The Basic Geography of Rogue Planet

Rogue Planet is, at least on the outside, very dark and very cold. It is in interstellar space, far from the stars that would give orbiting planets warmth and light. It is a spherical planet about 7200km in diameter and with a similar gravitational field to Earth, so humans can at least stand up. On Earth days are measured as the Sun rises and sets in the sky. Similarly a year is how long it takes for the Earth to orbit around the Sun. Rogue Planet has no sun to orbit around, nor is there a sunrise or sunset. Yet it does rotate slowly around an axis, and distant constellations of stars are still visible in the perpetual clear night. By measuring the rise and fall of these stars, the Rogue Planet has a rotation of 66 Earth days or 1585 hours. These distant constellations are the only source of natural light on the surface. 
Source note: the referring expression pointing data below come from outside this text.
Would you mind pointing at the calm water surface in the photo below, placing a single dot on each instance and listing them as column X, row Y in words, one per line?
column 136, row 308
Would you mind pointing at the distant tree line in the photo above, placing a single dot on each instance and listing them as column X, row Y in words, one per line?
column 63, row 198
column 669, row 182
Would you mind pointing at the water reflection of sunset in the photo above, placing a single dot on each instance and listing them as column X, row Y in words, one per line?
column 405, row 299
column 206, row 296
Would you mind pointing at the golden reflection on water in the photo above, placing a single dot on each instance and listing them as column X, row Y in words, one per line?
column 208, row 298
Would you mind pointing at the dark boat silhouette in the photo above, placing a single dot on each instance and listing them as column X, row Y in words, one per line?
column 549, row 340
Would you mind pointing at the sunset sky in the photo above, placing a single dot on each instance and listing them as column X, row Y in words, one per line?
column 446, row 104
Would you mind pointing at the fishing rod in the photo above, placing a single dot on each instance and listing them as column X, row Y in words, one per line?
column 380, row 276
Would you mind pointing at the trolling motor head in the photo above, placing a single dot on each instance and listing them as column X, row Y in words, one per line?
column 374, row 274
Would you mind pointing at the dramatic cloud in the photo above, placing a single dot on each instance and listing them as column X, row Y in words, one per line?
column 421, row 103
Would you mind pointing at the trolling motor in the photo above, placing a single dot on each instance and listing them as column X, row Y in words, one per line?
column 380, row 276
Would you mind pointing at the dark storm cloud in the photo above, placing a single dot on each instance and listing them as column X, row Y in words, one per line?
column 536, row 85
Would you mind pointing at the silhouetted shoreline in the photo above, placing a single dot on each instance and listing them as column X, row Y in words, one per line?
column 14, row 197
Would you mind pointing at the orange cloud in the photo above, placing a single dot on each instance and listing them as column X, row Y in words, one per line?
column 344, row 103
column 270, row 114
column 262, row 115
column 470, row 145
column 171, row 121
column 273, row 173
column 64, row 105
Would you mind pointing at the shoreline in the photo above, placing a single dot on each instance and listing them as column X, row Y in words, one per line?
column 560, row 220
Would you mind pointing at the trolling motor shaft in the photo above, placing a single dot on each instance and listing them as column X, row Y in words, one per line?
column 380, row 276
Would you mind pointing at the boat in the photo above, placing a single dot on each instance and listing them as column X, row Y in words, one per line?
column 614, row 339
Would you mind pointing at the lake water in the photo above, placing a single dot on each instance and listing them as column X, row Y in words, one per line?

The surface is barren and lifeless, mostly rocks but with clusters of nitrogen and oxygen crystals - it is so cold that these normally gaseous elements freeze. There is only a thin atmosphere of hydrogen, with the occasional pool of liquid helium. Crystals of water ice and methane are also found. There are various impact craters from interstellar asteroids and comets, some of which look large and violent enough to have caused mass extinctions had they happened on Earth. There are also mountain ranges, valleys and canyons.

However, below the surface there is a crust with a honeycomb of tunnels, caves and fissures. Deep abysses drop down deep to the planet's upper mantle, and, similar to Earth, it gets hotter the deeper into the core one travels. The majority of the inside of the rogue planet is pressurised magma, with a radioactive core of iron and unstable elements that provides the heat that keeps the magma molten.  Unusually there seems to be little tectonic activity - earthquakes (or here planetquakes) are almost unheard of. 

Between the freezing cold of the surface and the infernal heat of the mantle there is a zone within the subterranean caves that can sustain life. This so-called "Goldilocks Zone" is also where liquid water can pool and form its own underground water cycle, trickling down through the rocks and caves, until it heats up enough to evaporate and drift back up to the cooler levels where it condenses and begins its journey back down. The zone for life is approximately from 500m to 3km below the surface. Above 500m and the chill of interstellar space makes it too cold. Below 3km and the molten core is close enough to make things uncomfortably hot. 

These cave systems also have an atmosphere that, fortunately, is breathable for humans and other organisms from Earth, composed mainly of nitrogen, helium and oxygen.  

The origins of the extensive cavern networks are uncertain. Some are lava tubes, a few are limestone karsts, but many are inexplicable. Some have suggested some sort of rock-digesting bacteria, or maybe deliberate intelligent excavation but the presence of caves and tunnels far more frequent and vast than found on Earth cannot easily be explained.